I’ve been keeping late hours the past few weeks, partially because I’ve always had night-owlish tendencies, and partially because this part of pregnancy includes insomnia. So here I sit, in a dim room after everything else is quiet, ginger tea nearby (this pregnancy also includes so much nausea). I’ve snuggled and comforted a sick, tired toddler girl today, after snuggling and comforting a few times during the night last night. I’ve wiped so many tears in the past 24 hours, including a few of my own: liquid exhaustion.
I even managed to feed my family with what I scraped together around the house, after grocery trips were postponed because of the day’s events. I have worked hard today.
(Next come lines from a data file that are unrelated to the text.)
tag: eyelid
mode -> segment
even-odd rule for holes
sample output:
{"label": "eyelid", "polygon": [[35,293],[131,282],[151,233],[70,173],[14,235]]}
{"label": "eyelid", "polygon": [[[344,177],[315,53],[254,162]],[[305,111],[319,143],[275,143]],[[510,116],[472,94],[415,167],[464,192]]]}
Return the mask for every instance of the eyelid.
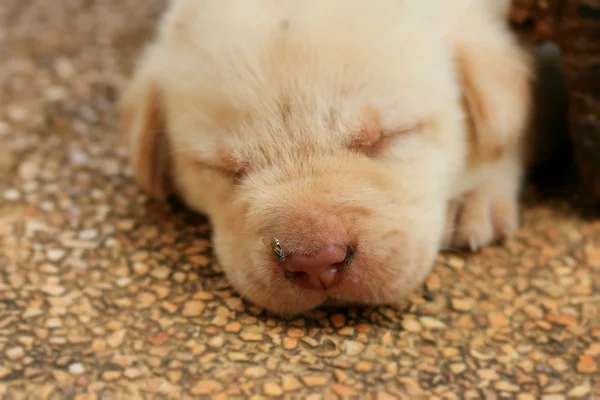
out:
{"label": "eyelid", "polygon": [[374,157],[385,150],[385,148],[390,143],[394,142],[395,139],[418,133],[423,129],[423,127],[423,123],[415,123],[411,125],[404,125],[395,129],[382,129],[379,136],[375,140],[355,140],[350,145],[350,148],[355,151],[362,152],[369,157]]}
{"label": "eyelid", "polygon": [[425,124],[423,122],[415,122],[412,124],[402,125],[397,128],[383,129],[381,132],[381,137],[384,137],[384,138],[397,137],[397,136],[403,136],[403,135],[406,135],[409,133],[419,132],[419,131],[423,130],[424,126],[425,126]]}
{"label": "eyelid", "polygon": [[230,175],[242,175],[248,165],[238,153],[226,146],[219,146],[215,151],[216,157],[211,161],[213,168]]}
{"label": "eyelid", "polygon": [[201,168],[212,169],[228,175],[237,175],[243,172],[241,165],[230,164],[223,162],[222,160],[206,160],[201,158],[194,158],[194,162]]}

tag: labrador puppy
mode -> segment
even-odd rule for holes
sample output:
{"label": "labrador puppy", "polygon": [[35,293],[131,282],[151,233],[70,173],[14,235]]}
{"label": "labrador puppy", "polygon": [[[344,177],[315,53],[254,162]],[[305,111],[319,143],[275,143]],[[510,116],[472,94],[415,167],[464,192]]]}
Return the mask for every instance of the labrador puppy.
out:
{"label": "labrador puppy", "polygon": [[272,312],[401,301],[519,224],[531,63],[488,4],[172,2],[120,105],[139,184]]}

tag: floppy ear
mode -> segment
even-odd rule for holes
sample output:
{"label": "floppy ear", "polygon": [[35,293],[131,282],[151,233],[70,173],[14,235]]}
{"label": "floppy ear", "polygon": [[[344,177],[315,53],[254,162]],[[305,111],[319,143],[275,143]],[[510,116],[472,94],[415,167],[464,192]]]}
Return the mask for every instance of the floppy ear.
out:
{"label": "floppy ear", "polygon": [[531,108],[531,62],[501,21],[474,22],[454,51],[470,123],[470,159],[500,158],[524,134]]}
{"label": "floppy ear", "polygon": [[138,184],[151,196],[164,199],[171,192],[165,113],[150,68],[141,66],[121,97],[121,122]]}

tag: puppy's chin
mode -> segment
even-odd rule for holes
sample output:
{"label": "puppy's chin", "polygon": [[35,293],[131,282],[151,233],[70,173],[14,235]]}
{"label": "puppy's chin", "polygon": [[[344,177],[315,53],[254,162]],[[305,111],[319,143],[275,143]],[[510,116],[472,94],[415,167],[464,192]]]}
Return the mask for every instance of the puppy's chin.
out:
{"label": "puppy's chin", "polygon": [[234,289],[245,299],[272,313],[294,316],[319,307],[400,303],[423,283],[437,246],[430,242],[411,250],[400,247],[396,241],[388,241],[381,243],[379,257],[357,253],[340,282],[328,289],[302,287],[286,278],[281,264],[265,262],[265,249],[244,256],[235,246],[221,246],[218,257]]}
{"label": "puppy's chin", "polygon": [[[433,180],[407,187],[405,177],[356,159],[307,165],[250,176],[235,193],[237,212],[213,219],[215,251],[233,287],[281,315],[400,302],[439,250],[445,201]],[[274,254],[265,240],[273,237],[287,257]],[[326,258],[336,268],[333,283],[315,288],[297,279],[315,273],[314,257],[320,262],[322,249],[329,256],[332,248],[344,249],[339,260]]]}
And my body continues to work hard, long after I am ready to rest, building another small human, whose tears will bring me running to dry and to comfort, sometimes in the middle of the night.
But that is how this goes–these people are the best, hardest kind of work. All people are. We require a lot, beginning with our mamas, before we’re born. It’s something about motherhood I just was not prepared for until I experienced it–the depth of the physical work required to care for another human. My insides have roiled, I’ve lost so much sleep, my body aches, and that’s all before the hard part begins, when I am literally broken to give life anew, and then the sleeplessness continues.
Those are the specifics of my work. But mine is not the only kind of work, and any kind can be hard. All of our people require hard work from us to love them well. I’m learning to more graciously take up this role as I pour myself out for mine.
Whether you’re birthing and raising babies, navigating tension with coworkers, caring for ailing parents, caring for your ailing self, or lifting up friends, there is hard work to be done with our people. But you and I are hard workers.